Est-il illusoire de vouloir des bureaux qui se mélangent davantage à la ville? Qui contribuent à l’animation (je déteste le mot, mais ne trouve rien d’autre) des rues. La ville, peut-elle entrer dans les bureaux — surtout quand ils appartiennent à des institutions publiques — et les bureaux dans la ville? N’était-ce pas, quelque-part, l’ambition d’Émile Dubuisson quand il conçu un hôtel de ville pour Lille — qualité certes disparue depuis? Les vieilles universités, qui constituent des quartiers entiers, mélangés à la ville, mélangés à d’autres fonctions, d’autres formes urbaines et d’autres gens (!), peuvent-elles être un exemple à suivre?

Bon, je comprends que la MEL ait préféré suivre les voies tracées. Par ailleurs, on ne doit oublier que son nouveau siège a d’abord été pensé pour accueillir une institution européenne prestigieuse, l’Agence européenne du médicament, AEM, qui sans doute ne cherchait pas particulièrement les interactions avec la ville. Le Biotope, car c’est son nom, devait être un vase clos, comme dans un labo. Au regard de la façon dont l’Europe gère ses projets, la candidature de Lille était un coup qui aurait pu réussir. Or, Union européenne ne semble pas rimer avec qualité architecturale et urbaine — visitez ses capitales. À certaines occasions, ses institutions n’hésitent même pas à s’opposer pour elles-mêmes à des exigences de qualité qu’elles préconisent pour d’autres. Et, décider l’implantation de quelques institutions clefs (l’Agence bancaire européenne et cette AEM) à travers un concours de Darwinisme territorial favorise le conformisme hors-sol et, surtout, est la pire solution qu’aurait pu trouver une institution qui par ailleurs prétend s’occuper de développement et d’équilibre des territoires. Mais là, ce n’est même pas de Lille, mais de Bratislava qu’on parle, et de comment associer l’Europe Centrale à l’Union.

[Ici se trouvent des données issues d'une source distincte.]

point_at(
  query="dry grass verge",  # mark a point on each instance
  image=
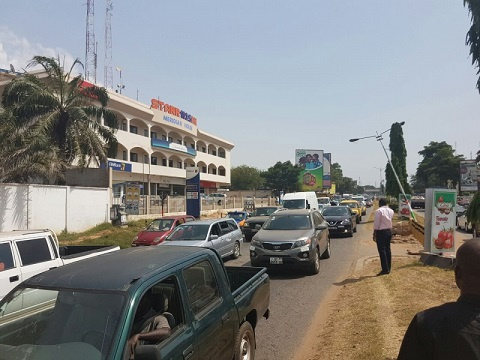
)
(369, 317)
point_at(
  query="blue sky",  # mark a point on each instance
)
(273, 76)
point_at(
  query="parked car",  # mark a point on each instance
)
(355, 207)
(239, 217)
(362, 203)
(462, 222)
(297, 238)
(223, 235)
(159, 229)
(30, 252)
(341, 220)
(258, 218)
(87, 310)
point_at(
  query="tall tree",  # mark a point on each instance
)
(473, 35)
(245, 177)
(62, 114)
(439, 165)
(398, 158)
(282, 176)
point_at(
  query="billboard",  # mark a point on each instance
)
(327, 162)
(468, 175)
(311, 162)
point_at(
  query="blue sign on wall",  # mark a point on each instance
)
(118, 166)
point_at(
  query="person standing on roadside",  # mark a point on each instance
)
(382, 235)
(451, 330)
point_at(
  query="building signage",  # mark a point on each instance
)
(468, 175)
(170, 109)
(173, 146)
(118, 166)
(440, 220)
(311, 162)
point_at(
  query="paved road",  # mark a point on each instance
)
(295, 297)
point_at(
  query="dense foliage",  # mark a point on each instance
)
(52, 123)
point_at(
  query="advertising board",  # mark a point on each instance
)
(311, 162)
(468, 175)
(440, 220)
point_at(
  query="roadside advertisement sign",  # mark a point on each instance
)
(468, 175)
(193, 191)
(440, 220)
(311, 162)
(132, 199)
(403, 208)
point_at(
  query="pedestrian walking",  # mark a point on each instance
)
(382, 235)
(451, 330)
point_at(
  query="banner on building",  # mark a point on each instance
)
(311, 162)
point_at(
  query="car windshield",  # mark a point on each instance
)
(294, 204)
(237, 216)
(335, 211)
(264, 211)
(58, 324)
(160, 225)
(288, 222)
(189, 232)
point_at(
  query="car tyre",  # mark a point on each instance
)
(245, 343)
(315, 266)
(328, 251)
(236, 250)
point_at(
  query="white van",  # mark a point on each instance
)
(300, 200)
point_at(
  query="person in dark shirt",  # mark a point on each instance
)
(452, 330)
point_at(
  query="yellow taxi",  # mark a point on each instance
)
(354, 206)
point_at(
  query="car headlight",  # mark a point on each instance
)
(302, 242)
(256, 243)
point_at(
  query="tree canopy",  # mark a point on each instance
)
(439, 165)
(53, 123)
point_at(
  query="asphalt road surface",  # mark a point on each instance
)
(295, 297)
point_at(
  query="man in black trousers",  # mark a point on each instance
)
(382, 234)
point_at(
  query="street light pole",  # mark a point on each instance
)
(380, 138)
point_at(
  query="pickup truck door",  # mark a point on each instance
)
(36, 256)
(213, 315)
(10, 274)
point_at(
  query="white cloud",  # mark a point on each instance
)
(18, 51)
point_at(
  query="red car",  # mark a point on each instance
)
(156, 232)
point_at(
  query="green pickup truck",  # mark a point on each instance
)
(87, 310)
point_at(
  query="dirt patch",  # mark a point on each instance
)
(368, 315)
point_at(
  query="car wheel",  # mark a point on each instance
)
(245, 343)
(236, 250)
(315, 266)
(328, 251)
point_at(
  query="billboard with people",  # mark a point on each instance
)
(311, 162)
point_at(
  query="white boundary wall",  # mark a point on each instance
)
(70, 208)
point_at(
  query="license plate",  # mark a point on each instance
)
(276, 261)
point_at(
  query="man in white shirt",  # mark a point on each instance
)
(382, 235)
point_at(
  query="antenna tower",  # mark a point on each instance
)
(108, 46)
(90, 48)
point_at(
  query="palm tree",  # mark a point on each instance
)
(57, 122)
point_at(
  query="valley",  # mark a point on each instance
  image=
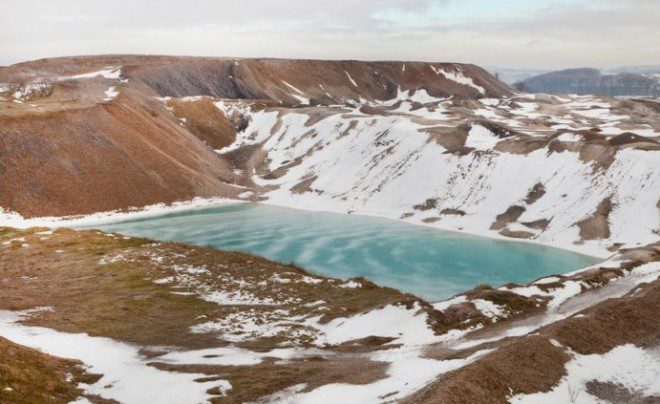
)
(157, 151)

Donc, tout s’explique et tout se comprend, mais le regret d’une occasion ratée reste. Les pouvoirs publics, et surtout ceux en charge de l’urbanisme, à Lille et ailleurs, qui existent par et pour la ville, devraient s’interroger sur leur propre place dans la ville, et sur les contributions qu’elles pourraient avoir à son fonctionnement quotidien et à sa qualité.